# File Handling

Today we will learn about how to read from and write to files on your computer using a Python script! Credit to Rochelle Terman

In [None]:
## Import required libraries
import tweepy
import json

### Reading from a file

Reading a file requires three steps:

1. Opening the file
2. Reading the file
3. Closing the file

- An exclamation point `!` puts you in bash
- The `touch` command creates a file. You use it by including an argument which is the name of the file you create.

In [None]:
!touch sample.txt

In [None]:
my_file = open("sample.txt", "r")
text = my_file.read()
my_file.close()

print("--" + text + "--")
print(len(text))

We see that when we create a new file using bash, it's empty.
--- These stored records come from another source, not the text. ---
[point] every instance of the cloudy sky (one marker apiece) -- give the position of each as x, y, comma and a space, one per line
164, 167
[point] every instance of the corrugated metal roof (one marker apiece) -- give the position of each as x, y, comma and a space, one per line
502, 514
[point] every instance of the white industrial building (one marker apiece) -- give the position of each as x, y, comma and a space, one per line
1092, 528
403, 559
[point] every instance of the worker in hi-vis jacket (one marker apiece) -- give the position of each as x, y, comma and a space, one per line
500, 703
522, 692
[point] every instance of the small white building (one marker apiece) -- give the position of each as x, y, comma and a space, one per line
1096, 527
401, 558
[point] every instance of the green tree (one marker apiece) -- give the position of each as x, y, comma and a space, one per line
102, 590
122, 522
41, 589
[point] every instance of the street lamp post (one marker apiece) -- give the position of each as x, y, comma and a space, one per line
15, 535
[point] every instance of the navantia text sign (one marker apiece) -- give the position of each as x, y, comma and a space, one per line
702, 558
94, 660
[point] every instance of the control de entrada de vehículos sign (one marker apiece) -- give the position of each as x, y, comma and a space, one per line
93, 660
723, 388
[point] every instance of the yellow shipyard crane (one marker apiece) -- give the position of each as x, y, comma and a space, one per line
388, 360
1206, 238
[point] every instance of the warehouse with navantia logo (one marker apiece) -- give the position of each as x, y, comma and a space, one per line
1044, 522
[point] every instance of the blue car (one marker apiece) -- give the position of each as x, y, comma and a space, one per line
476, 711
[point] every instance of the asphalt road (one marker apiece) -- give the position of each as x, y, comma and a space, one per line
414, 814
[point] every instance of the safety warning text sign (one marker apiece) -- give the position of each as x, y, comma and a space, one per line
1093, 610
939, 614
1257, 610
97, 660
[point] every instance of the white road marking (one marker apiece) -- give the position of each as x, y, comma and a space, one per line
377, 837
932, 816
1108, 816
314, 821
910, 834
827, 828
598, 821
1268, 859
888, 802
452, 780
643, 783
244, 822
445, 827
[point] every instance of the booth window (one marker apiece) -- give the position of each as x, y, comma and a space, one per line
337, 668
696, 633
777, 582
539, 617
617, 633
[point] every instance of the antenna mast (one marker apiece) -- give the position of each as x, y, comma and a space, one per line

Let's try reading from a file with text in it -- for example, `example.txt`.

In [None]:
my_file = open("example.txt", "r")
text = my_file.read()
my_file.close()

print("--" + text + "--")
print(len(text))

- However, use the `with open` syntax and this will automatically close files for you. 
- The `'r'` indicates that you are reading the file, as opposed to, say, writing to it.

In [None]:
# better code
with open('example.txt', 'r') as my_file:
    text = my_file.read()
    
print("--" + text + "--")
print(len(text))

`with` will keep the file open as long as the program is still in the indented block, once outside, the file is no longer open, and you can't access the contents, only what you have saved to a variable.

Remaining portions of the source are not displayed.